There does not seem to be a clear difference between the two clusters except for the difference in the mean of the ratio_to_median_purchase_price variable. This is not necessarily very surprising since we only used three variables in the clustering algorithm. However, due to the correlation of ratio_to_median_purchase_price we have more fraudulent transactions in one cluster than the other. To be able to carry out a more meaningful clustering analysis using K-means we would need a different dataset with more quantitative variables. Nevertheless, let’s also check the elbow method to how many clusters it would suggest

interias = [KMeans(n_clusters=n, n_init=10).fit(X_train).inertia_ for n in range(1, 11)]
_, ax = plt.subplots()
ax.plot(range(1, 11), interias, marker='o')
ax.set(xlabel='Number of clusters', ylabel='Objective Function')
plt.title('Elbow Method')
plt.show()

There does not seem to be a clear elbow in the plot. Finally, we can also make predictions on the test set using the trained K-means model

kmeans.predict(X_test[continuous_variables])
array([0, 0, 0, ..., 0, 0, 1], dtype=int32)

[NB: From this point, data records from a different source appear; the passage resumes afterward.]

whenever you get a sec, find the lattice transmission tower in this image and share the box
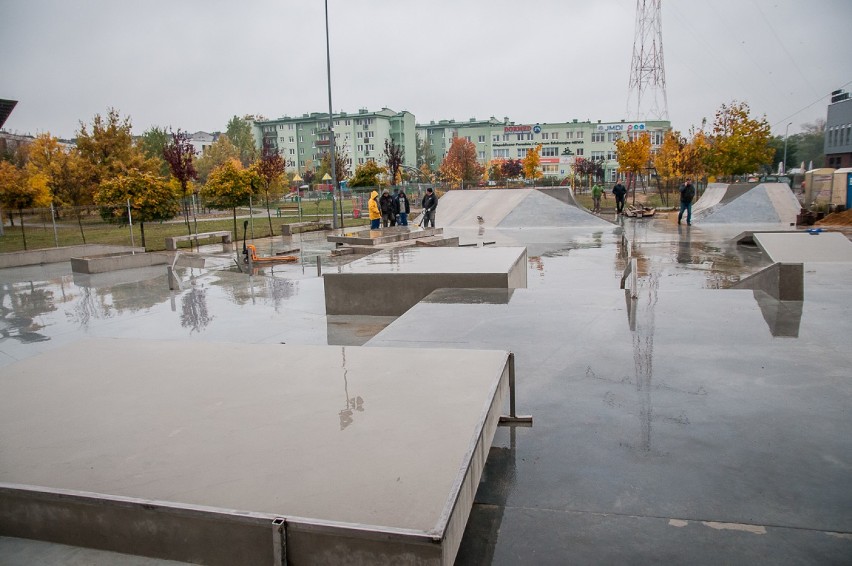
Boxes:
[627,0,668,121]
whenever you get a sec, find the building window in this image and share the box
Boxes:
[566,131,573,139]
[503,134,510,141]
[607,132,621,142]
[493,135,500,142]
[542,147,559,157]
[465,136,472,141]
[576,148,584,156]
[289,149,295,155]
[478,151,486,160]
[345,119,351,126]
[367,144,374,151]
[552,132,559,140]
[576,131,584,139]
[289,136,294,143]
[358,158,365,164]
[478,135,486,143]
[591,132,605,143]
[517,148,529,158]
[299,136,303,142]
[542,132,549,140]
[651,131,664,145]
[494,149,510,158]
[591,151,605,161]
[357,145,363,152]
[542,164,558,173]
[299,148,304,155]
[607,151,617,160]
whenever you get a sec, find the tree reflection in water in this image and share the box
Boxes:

This assigns each observation in the test set to one of the two clusters.

5.3.4 Conclusions

We have seen how to implement a KNN algorithm for classification and a K-means algorithm for clustering in Python using the sklearn package. We have also seen how to evaluate the performance of the KNN algorithm using the confusion matrix, accuracy score, precision, recall, and ROC AUC. We have also seen how to visualize the clusters created by the K-means algorithm and tried to apply the ellow method.